According to the Guardian's report, asylum-seekers being resettled in the region by a contract company named Clearsprings Ready Homes are told taking off the wristbands will result in them being denied food.
Much like a similar controversy that emerged in recent weeks after asylum-seekers in the English town of Middlesborough complained a subcontractor painted each of their homes' doors red, the migrants told the Guardian the wristbands exposed them to harassment and abuse by Cardiff's less welcoming citizens.
"On the road we had to walk down there is often heavy traffic," Eric Ngalle, a former resident at the city's Lynx House for new arrivals, told the paper. "Sometimes drivers would see our wristbands, start honking their horns and shout out of the window, 'Go back to your country.' Some people made terrible remarks to us."
Another person who lived at Lynx House, Sudanese human rights activist Mogdad Abdeen, told the Guardian, "We are made to feel that we are second-class humans. People in Lynx House are scared of meeting new people in case they see the wristband and give them problems."

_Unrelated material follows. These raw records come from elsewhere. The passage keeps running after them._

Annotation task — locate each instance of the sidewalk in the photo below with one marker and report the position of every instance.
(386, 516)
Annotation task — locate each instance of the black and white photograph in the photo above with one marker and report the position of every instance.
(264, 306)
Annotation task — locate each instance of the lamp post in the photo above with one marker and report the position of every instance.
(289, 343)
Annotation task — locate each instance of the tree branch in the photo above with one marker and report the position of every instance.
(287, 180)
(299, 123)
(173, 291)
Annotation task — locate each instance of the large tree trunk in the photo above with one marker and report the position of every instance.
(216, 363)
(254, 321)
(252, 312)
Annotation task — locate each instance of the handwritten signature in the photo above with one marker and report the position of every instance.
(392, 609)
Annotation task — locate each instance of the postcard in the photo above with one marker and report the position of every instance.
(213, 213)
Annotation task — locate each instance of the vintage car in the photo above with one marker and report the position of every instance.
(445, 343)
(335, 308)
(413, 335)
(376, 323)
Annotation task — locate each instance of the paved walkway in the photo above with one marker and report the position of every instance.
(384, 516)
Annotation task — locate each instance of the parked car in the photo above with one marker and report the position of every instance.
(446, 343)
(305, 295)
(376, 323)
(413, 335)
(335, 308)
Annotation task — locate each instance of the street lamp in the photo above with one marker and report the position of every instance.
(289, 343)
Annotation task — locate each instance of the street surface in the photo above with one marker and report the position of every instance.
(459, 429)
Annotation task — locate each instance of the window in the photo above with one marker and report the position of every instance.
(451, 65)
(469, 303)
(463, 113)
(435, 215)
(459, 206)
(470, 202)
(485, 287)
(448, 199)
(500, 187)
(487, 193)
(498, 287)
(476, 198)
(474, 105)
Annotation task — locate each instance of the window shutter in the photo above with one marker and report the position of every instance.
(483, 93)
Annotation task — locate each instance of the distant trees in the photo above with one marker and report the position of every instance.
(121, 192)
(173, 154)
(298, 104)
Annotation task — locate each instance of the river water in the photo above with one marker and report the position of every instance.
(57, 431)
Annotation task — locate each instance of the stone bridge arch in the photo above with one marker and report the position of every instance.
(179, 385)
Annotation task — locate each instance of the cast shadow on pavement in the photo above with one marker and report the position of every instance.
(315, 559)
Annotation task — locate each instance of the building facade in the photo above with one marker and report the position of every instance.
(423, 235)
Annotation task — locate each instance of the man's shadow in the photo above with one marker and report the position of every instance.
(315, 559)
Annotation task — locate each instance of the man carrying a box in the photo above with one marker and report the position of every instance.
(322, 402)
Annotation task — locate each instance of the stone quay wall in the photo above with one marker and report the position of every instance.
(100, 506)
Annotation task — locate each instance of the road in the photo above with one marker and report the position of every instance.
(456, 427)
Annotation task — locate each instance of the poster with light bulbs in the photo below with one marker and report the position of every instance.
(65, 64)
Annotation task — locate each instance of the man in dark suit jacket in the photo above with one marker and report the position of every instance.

As part of a larger international effort to absorb the more than one million refugees from war-torn Syria and Iraq and elsewhere that arrived in Europe in 2015, the U.K. has committed to admitting 20,000 migrants by the year 2020 — a total criticized as low by many in the British press, according to Reuters.
It's easy to see why resettled people might be wary of the wristbands or fear they may expose them to harm.
Not only do they seem reminiscent of other dark times throughout history when people were forced to wear identification, anti-refugee sentiment across the European continent has grown since Islamic State-linked terrorist attacks in Paris in November killed 130 people there.
In a 2014 op-ed in the Guardian, British writer Richard Seymour argued growing mass opposition to immigration throughout the U.K. was indicative of a "hardening anti-immigrant consensus ... the dominant sentiment of this racism is resentment. People are convinced that immigrants have taken something from them."
A YouGov poll released in late November, following the Paris attacks, found "a sharp decrease in the willingness of British people to accept refugees fleeing the conflict in Syria, with the percentage saying we should accept none at all almost doubling from 14% in September to 26%."